2 O Segredo de Clara pt2

Úrsula acordou tarde naquele dia, como de costume. Os lençóis de linho ainda guardavam o perfume amadeirado de algum perfume caro (o seu, talvez o dele também, difícil saber). Espreguiçou-se sem pressa de levantar. A cidade já pulsava lá fora, mas ela sempre se permitia um ritmo próprio.
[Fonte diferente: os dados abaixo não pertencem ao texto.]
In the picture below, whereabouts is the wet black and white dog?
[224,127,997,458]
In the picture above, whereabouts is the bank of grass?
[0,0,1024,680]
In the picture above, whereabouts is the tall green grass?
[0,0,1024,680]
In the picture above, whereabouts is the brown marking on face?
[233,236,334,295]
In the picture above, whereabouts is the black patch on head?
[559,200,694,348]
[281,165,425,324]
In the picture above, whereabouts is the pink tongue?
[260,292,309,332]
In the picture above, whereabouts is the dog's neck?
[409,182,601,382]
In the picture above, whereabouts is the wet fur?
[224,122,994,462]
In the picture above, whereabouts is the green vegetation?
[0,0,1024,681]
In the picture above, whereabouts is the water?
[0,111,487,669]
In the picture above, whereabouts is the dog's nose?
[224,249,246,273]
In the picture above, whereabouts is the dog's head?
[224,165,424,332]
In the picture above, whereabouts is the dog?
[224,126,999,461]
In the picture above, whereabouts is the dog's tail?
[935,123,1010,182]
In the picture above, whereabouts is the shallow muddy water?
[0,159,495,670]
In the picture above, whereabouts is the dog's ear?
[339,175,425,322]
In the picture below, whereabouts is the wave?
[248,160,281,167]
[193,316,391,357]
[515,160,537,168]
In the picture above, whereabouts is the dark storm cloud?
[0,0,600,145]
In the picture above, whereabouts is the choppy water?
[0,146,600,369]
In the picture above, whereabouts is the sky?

Após um banho demorado, deslizou em um vestido midi de seda branca, sandálias finas e óculos de sol oversized. Um toque de batom vermelho, pulseiras douradas, o cabelo solto em ondas impecáveis. Pegou sua bolsa Chanel, ajeitou o celular na mão e saiu, o salto ecoando pelo hall de entrada do prédio.

O dia foi de puro deleite. Entrou em algumas lojas de grife na Oscar Freire, experimentou vestidos que sabia que não precisava, mas gostava de sentir o tecido bom contra a pele. Comprou uma nova clutch, de couro legítimo, claro. Tomou um vinho branco gelado em uma varanda de restaurante enquanto observava o movimento da rua. Passeou sem pressa, parou em uma livraria charmosa, folheou alguns livros, fez anotações mentais sobre coisas que queria aprender, outras que jamais teria paciência.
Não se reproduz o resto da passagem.